Game theory is a mathematical theory developed to study the strategic interaction between multiple self-interested individuals. As a general theoretical framework for decision-making among individuals, it is expected to provide theoretical support for breakthroughs in the challenge of man-machine confrontation in war games[85-88]. , to use game theory to solve wargame challenges, it is necessary to define a game solution for the wargame problem and calculate the solution[89]. For the typical two-person zero-sum game problem in wargaming, the Nash equilibrium solution can be used. However, Nash As a relatively conservative solution, the equilibrium solution is not applicable in all occasions. Considering the severe asymmetry of wargame deduction, the Nash equilibrium solution may not be suitable for the weaker side. Therefore, how to improve the Nash equilibrium solution (for example, using the Nash Based on the equilibrium solution, the migration of the opponent's exploitation solution) is a key issue that needs to be studied.

On the problem of game solution, early relatively mature solution methods include linear programming, virtual self-play[57], strategy space response Oracle[90], Double oracle[58], counterfactual regret minimization[91], etc. But , the above-mentioned Nash equilibrium solution (or approximate Nash equilibrium solution) optimization method can generally only deal with game environments that are much lower than the complexity of wargame deduction, while the current mainstream improved self-game iteration based on heuristic design for problems such as StarCraft, There is still a lack of theoretical guarantees for the approximation of the Nash equilibrium solution. Therefore, how to effectively incorporate deep reinforcement learning technology into the computational framework that can approach the Nash equilibrium solution, or propose a more An efficient/easily iterative equilibrium approximation framework to realize the calculation of wargame deduction solutions is still an open problem.

In short, although game theory provides theoretical guidance for the challenge of man-machine confrontation in wargame deduction, how to use the theory to achieve a breakthrough in wargame man-machine confrontation is still a relatively open issue, and scholars need to conduct more in-depth research.

4.2    Wargame deduction and large model

In recent years, large models (pre-training models) have achieved rapid development in the field of natural language processing [92-93]. For example, in 2020, the GPT-3 model parameters released by OpenAI reached 175 billion [94], which can be regarded as zero One-sample or few-sample learning models improve the performance of natural language processing tasks, such as text classification, text generation, and dialogue generation.
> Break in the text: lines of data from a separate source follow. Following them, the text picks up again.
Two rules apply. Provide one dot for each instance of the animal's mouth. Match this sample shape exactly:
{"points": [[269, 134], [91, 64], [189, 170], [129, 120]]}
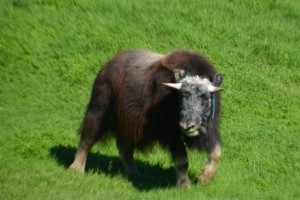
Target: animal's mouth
{"points": [[190, 132], [193, 131]]}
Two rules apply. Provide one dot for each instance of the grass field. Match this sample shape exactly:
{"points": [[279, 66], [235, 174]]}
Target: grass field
{"points": [[51, 50]]}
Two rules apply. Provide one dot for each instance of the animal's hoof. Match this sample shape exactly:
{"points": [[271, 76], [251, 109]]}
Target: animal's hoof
{"points": [[74, 166], [184, 183], [204, 179]]}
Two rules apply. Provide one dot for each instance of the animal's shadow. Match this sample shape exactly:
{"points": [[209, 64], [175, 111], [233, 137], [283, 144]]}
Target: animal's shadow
{"points": [[152, 176]]}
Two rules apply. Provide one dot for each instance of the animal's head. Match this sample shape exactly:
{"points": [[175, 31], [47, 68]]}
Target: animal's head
{"points": [[196, 99]]}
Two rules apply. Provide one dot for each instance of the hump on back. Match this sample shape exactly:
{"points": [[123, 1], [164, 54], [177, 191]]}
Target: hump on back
{"points": [[141, 97]]}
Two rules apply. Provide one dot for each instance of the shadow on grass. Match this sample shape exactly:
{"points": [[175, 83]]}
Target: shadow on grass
{"points": [[152, 176]]}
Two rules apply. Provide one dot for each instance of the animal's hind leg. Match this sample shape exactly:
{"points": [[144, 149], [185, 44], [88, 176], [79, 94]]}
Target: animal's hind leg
{"points": [[179, 155], [126, 155], [81, 155], [93, 126]]}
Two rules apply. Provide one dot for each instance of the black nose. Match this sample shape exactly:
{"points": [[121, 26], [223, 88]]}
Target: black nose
{"points": [[187, 126]]}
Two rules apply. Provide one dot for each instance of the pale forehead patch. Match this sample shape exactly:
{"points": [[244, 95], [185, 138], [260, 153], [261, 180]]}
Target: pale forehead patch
{"points": [[196, 80], [204, 83]]}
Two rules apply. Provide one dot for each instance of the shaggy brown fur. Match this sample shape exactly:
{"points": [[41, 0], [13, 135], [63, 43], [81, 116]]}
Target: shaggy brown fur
{"points": [[129, 100]]}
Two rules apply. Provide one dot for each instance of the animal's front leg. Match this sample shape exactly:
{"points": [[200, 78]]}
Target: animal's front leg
{"points": [[180, 159], [181, 168], [126, 155], [210, 169]]}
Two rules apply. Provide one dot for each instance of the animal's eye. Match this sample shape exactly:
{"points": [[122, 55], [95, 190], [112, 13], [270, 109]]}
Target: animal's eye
{"points": [[185, 94], [205, 97]]}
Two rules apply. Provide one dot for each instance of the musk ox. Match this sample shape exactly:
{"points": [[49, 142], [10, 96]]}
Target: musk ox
{"points": [[140, 97]]}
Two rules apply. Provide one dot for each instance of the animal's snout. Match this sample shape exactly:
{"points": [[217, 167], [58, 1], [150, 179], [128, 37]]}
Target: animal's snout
{"points": [[188, 126]]}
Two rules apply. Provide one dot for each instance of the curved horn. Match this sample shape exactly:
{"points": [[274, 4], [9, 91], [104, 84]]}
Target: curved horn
{"points": [[214, 89], [173, 85]]}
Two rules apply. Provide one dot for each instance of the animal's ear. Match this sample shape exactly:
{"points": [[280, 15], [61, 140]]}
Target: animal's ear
{"points": [[179, 74], [217, 80], [173, 85]]}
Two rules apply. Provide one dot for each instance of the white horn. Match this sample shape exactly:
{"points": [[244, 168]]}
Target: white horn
{"points": [[173, 85], [214, 89]]}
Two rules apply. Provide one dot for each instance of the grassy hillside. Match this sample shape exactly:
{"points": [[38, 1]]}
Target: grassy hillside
{"points": [[51, 51]]}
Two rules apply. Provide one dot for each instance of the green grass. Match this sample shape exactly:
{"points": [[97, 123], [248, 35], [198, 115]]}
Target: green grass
{"points": [[51, 50]]}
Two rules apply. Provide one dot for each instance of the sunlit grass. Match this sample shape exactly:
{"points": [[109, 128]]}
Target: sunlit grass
{"points": [[51, 51]]}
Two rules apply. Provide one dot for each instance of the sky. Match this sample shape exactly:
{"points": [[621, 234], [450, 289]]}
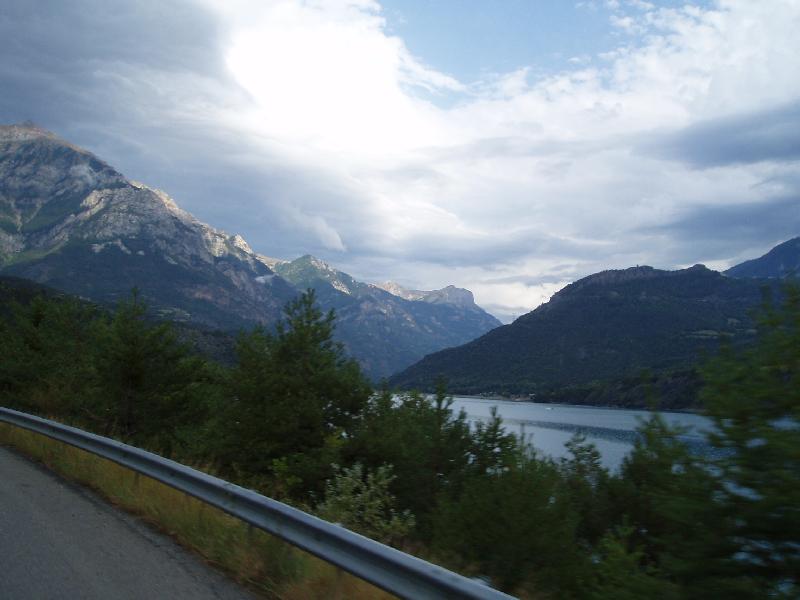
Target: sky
{"points": [[508, 146]]}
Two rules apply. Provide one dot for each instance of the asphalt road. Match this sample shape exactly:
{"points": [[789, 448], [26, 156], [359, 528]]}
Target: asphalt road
{"points": [[58, 540]]}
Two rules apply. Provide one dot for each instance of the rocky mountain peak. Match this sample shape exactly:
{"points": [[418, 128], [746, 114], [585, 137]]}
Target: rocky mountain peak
{"points": [[24, 132], [447, 295]]}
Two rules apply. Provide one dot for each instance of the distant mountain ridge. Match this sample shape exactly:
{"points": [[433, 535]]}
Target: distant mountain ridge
{"points": [[610, 325], [779, 263], [72, 222], [391, 329]]}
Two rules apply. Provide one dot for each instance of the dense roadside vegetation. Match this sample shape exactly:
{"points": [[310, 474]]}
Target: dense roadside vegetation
{"points": [[295, 419]]}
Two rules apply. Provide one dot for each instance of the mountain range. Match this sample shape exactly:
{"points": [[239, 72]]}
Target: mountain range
{"points": [[611, 326], [74, 223]]}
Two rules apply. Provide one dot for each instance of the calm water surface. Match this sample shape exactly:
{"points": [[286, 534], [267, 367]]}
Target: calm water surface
{"points": [[549, 426]]}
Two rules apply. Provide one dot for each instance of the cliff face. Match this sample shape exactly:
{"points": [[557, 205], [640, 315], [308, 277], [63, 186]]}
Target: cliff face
{"points": [[71, 221]]}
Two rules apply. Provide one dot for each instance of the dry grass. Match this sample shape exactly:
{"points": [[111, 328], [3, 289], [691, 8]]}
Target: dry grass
{"points": [[264, 563]]}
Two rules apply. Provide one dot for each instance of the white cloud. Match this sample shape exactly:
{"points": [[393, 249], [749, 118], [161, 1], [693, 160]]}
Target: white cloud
{"points": [[331, 139], [516, 160]]}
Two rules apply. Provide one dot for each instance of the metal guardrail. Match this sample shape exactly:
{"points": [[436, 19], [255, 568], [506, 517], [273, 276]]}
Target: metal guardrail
{"points": [[396, 572]]}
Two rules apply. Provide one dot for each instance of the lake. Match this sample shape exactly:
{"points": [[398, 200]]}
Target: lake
{"points": [[549, 426]]}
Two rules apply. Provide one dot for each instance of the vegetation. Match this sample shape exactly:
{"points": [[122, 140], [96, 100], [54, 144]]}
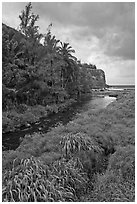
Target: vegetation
{"points": [[38, 71], [95, 152], [89, 159]]}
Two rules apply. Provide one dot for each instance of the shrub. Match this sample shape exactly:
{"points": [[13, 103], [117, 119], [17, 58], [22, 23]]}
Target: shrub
{"points": [[74, 143], [31, 181]]}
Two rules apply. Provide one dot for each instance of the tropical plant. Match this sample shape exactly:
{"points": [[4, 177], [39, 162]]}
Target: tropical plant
{"points": [[74, 143]]}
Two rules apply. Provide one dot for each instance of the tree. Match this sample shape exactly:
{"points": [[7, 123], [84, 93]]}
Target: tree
{"points": [[69, 72]]}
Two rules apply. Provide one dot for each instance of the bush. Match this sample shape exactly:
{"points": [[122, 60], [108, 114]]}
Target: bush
{"points": [[31, 181]]}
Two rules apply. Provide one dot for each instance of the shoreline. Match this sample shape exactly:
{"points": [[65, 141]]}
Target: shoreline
{"points": [[111, 130], [14, 120]]}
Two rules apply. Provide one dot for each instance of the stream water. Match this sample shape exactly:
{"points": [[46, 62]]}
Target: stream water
{"points": [[11, 140]]}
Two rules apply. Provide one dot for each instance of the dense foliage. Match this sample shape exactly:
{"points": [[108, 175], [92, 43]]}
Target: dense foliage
{"points": [[38, 71], [38, 68], [89, 159], [94, 154]]}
In 2021, the Institute of Automation, Chinese Academy of Model, which has cross-modal understanding and generation capabilities⑤. As an exploration path of general artificial intelligence, large models generally require a large amount of data for model pre-training. Up to now, they have important academic research value and broad application prospects .

Wargame deduction provides a variety of tasks/scenarios. In theory, there can be a large number of different training environments. The learning mechanism of deep reinforcement learning and environment interaction trial and error can alleviate the data problem of large model training. However, how to train large models for wargame deduction, It can quickly adapt to different wargame confrontation tasks, but still faces various challenges, as shown in Figure 11. First, wargame deduction does not have a more general training goal or optimization goal (such as natural language processing tasks), especially in different scales Therefore, how to design the optimization objective of this large model is the primary problem to be solved, which involves the in-depth consideration of multiple elements such as action space and reward space in reinforcement learning.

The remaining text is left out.